# Notebook for the creation of the grid lsh hashes for both datasets

Sheet that converts the extracted data from the data/chosen_data folder to hashes that will be stored in data/hashed_data/grid

In [1]:
# Importing nescessary modules
import os
import shutil

from schemes.grid_lsh import GridLSH
from utils import metafile_handler as mfh

import timeit as ti
from tqdm import tqdm 



In [2]:
# Declaring global variables:

SHOULD_DELETE_OLD_FILES= True

OUTPUT_FOLDER_PORTO = "../data/hashed_data/grid/porto/"
OUTPUT_FOLDER_ROME = "../data/hashed_data/grid/rome/"

PORTO_DATA = "../data/chosen_data/porto/"
ROME_DATA = "../data/chosen_data/rome/"

P_MAX_LON = -8.57
P_MIN_LON = -8.66
P_MAX_LAT = 41.19
P_MIN_LAT = 41.14

R_MAX_LON = 12.53
R_MIN_LON = 12.44
R_MAX_LAT = 41.93
R_MIN_LAT = 41.88

---
## Porto LSH

Beginning with the porto set

In [3]:
# Run this cell to clear the chosen files in the PORTO folder

if SHOULD_DELETE_OLD_FILES:
    for filename in os.listdir(OUTPUT_FOLDER_PORTO):
        file_path = os.path.join(OUTPUT_FOLDER_PORTO, filename)
        try:
            if os.path.isfile(file_path) or os.path.islink(file_path):
                os.unlink(file_path)
            elif os.path.isdir(file_path):
                shutil.rmtree(file_path)
        except Exception as e:
            print("Failed to remove %s. Reason: %s" % (file_path, e))

In [4]:
# Create Grid LSH objec for Porto

resolution = 0.25 # km
layers = 4
meta_file = "../data/chosen_data/porto/META-1000.TXT"

GridPorto = GridLSH("Porto G1", P_MIN_LAT, P_MAX_LAT, P_MIN_LON, P_MAX_LON, resolution, layers, meta_file, PORTO_DATA )



In [5]:
# Creating the hashes and saving them to output folder

hashes = GridPorto.compute_dataset_hashes()

# Saving the hashes to files
for key in hashes:
    with open(f'{OUTPUT_FOLDER_PORTO}/{key}.txt','w') as file:
        for hash in hashes[key]:
            file.write("%s\n" % hash)
        file.close()

# Copying the meta_files
meta_files = mfh.get_meta_files(PORTO_DATA)

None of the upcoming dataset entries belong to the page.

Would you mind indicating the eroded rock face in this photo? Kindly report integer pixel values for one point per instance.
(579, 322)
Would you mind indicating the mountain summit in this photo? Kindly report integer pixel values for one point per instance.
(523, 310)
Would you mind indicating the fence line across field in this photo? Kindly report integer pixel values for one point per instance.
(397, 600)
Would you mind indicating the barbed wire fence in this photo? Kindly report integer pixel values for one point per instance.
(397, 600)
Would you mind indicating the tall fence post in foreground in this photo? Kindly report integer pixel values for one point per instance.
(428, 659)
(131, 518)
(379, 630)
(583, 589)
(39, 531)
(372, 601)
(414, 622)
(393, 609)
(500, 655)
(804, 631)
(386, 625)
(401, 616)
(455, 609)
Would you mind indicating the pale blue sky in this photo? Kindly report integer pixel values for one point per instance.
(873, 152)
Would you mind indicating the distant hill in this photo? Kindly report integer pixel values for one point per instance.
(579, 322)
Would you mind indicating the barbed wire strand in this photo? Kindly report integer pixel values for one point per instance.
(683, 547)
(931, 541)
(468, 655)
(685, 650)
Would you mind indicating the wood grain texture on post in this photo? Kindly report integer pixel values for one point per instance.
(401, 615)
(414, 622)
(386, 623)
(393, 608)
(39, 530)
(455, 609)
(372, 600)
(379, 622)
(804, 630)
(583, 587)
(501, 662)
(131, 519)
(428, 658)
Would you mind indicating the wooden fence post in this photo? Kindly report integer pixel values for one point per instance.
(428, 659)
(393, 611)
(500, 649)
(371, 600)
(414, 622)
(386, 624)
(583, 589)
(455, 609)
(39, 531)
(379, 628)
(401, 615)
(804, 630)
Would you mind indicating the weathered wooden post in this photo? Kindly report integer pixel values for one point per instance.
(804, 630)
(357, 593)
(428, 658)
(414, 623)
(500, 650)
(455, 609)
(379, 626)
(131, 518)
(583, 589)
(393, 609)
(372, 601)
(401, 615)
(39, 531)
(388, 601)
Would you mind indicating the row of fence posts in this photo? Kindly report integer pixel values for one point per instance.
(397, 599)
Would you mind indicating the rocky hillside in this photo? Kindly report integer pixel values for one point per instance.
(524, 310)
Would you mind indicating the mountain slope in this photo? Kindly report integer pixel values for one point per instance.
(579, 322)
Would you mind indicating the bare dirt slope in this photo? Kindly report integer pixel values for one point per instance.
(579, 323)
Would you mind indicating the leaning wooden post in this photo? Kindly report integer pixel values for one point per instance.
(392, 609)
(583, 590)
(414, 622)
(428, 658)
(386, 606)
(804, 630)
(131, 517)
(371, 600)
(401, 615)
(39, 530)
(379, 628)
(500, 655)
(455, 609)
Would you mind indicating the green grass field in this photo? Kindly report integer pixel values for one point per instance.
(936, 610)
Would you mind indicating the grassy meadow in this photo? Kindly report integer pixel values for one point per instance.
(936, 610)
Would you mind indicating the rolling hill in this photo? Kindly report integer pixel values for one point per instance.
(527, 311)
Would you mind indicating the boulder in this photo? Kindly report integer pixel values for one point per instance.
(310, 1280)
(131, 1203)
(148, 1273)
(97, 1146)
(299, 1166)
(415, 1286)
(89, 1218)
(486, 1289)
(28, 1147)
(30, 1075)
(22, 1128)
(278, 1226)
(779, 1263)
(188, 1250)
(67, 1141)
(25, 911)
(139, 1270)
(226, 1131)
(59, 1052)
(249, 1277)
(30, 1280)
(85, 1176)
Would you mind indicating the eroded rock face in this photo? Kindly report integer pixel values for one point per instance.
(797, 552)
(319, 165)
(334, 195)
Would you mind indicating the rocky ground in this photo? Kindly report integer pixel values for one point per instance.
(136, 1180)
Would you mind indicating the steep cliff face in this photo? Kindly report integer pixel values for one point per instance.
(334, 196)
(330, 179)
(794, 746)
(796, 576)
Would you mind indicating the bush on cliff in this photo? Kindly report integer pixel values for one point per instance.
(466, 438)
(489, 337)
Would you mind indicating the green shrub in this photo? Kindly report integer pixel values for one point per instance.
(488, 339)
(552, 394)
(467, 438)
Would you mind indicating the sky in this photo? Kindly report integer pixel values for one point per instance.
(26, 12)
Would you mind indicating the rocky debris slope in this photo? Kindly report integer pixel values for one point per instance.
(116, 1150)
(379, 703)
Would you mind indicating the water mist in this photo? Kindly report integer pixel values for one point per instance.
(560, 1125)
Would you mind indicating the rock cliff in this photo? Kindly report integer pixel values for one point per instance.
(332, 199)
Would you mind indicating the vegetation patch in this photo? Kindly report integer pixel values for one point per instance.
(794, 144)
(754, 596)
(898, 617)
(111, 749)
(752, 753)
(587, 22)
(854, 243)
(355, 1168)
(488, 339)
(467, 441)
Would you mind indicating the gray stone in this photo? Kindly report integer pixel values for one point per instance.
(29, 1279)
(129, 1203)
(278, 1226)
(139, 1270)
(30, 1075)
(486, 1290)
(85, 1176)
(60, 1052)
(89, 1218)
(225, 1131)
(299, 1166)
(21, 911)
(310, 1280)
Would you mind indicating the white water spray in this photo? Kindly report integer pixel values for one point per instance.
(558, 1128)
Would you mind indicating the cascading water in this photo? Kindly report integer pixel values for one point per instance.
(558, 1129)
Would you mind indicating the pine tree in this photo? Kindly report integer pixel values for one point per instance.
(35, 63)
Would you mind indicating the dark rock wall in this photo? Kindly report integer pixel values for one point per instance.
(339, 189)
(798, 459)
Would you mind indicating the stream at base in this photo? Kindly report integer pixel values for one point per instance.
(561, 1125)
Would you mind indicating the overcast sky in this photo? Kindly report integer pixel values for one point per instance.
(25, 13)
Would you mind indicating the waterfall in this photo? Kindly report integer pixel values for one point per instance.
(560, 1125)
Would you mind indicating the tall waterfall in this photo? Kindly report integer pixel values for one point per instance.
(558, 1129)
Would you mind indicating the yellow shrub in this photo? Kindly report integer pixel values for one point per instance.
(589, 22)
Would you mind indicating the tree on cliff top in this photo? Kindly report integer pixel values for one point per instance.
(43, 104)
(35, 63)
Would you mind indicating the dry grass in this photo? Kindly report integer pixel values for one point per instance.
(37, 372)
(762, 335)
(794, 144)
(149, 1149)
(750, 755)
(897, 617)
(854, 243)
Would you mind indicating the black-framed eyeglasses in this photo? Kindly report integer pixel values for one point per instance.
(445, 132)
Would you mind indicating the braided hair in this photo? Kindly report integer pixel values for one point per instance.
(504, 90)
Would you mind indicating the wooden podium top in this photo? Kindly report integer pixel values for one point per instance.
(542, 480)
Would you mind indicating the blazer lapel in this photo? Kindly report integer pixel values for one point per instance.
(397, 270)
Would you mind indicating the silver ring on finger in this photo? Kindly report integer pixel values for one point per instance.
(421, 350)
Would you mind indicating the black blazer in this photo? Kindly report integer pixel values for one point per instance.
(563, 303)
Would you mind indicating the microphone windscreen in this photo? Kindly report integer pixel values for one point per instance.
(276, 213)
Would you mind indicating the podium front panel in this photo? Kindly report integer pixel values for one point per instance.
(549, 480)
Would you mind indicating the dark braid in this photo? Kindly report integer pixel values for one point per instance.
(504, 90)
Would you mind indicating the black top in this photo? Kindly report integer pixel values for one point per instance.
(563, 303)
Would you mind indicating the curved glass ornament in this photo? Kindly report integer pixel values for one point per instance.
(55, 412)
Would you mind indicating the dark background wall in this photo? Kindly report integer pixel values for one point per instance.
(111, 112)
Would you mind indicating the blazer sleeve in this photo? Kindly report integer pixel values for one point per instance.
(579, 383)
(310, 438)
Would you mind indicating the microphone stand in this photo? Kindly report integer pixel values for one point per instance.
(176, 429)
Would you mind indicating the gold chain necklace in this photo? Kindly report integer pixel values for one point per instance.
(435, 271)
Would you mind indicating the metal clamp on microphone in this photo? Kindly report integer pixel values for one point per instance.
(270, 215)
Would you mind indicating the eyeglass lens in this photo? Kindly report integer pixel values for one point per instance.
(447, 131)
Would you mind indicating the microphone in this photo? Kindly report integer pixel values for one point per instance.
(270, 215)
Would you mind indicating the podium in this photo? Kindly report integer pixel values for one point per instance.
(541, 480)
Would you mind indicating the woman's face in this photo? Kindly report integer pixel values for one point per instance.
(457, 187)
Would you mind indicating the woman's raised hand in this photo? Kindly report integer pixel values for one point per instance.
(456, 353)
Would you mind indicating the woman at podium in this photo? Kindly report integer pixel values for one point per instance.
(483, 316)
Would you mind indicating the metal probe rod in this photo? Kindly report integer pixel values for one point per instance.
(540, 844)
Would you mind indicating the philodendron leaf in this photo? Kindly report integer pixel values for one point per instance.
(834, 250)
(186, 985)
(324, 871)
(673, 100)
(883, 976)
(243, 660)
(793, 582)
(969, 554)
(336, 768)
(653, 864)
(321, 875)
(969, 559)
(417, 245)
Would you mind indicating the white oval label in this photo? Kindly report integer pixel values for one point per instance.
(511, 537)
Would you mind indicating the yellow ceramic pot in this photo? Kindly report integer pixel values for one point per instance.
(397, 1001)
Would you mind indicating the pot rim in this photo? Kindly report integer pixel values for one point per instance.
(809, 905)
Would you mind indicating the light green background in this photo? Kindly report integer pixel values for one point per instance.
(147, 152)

for filename in meta_files:
    shutil.copy(PORTO_DATA + filename, OUTPUT_FOLDER_PORTO)

In [6]:
# Cell for measuring the time needed to generete the hashes. 

runtimes, number = GridPorto.measure_hash_computation(repeat=10, number=1)
print(runtimes)
print(f"Ran the hash computation {len(runtimes)} times. Fastest runtime: {min(runtimes)}s for {number} hashes")


[0.2734697999985656, 0.27407850000599865, 0.28004120000696275, 0.27589330000046175, 0.2772757000057027, 0.2835670999920694, 0.27879710000706837, 0.2727778999978909, 0.3143601000047056, 0.34022929999628104]
Ran the hash computation 10 times. Fastest runtime: 0.2727778999978909s for 1000 hashes


---
## Rome LSH

Continuing with the rome set

In [7]:
# Run this cell to clear the chosen files in the ROME folder

if SHOULD_DELETE_OLD_FILES:
    for filename in os.listdir(OUTPUT_FOLDER_ROME):
        file_path = os.path.join(OUTPUT_FOLDER_ROME, filename)
        try:
            if os.path.isfile(file_path) or os.path.islink(file_path):
                os.unlink(file_path)
            elif os.path.isdir(file_path):
                shutil.rmtree(file_path)
        except Exception as e:
            print("Failed to remove %s. Reason: %s" % (file_path, e))

In [8]:
# Create Grid hash object for Rome and saves them to output folder. Also copies the metafiles denoting the different datasets

resolution = 0.25 # km
layers = 4
meta_file = "../data/chosen_data/rome/META-1000.TXT"

GridRome = GridLSH("Rome G1", R_MIN_LAT, R_MAX_LAT, R_MIN_LON, R_MAX_LON, resolution, layers, meta_file, ROME_DATA)


In [9]:
# Generate the hashes and save them to output folder

hashes = GridRome.compute_dataset_hashes()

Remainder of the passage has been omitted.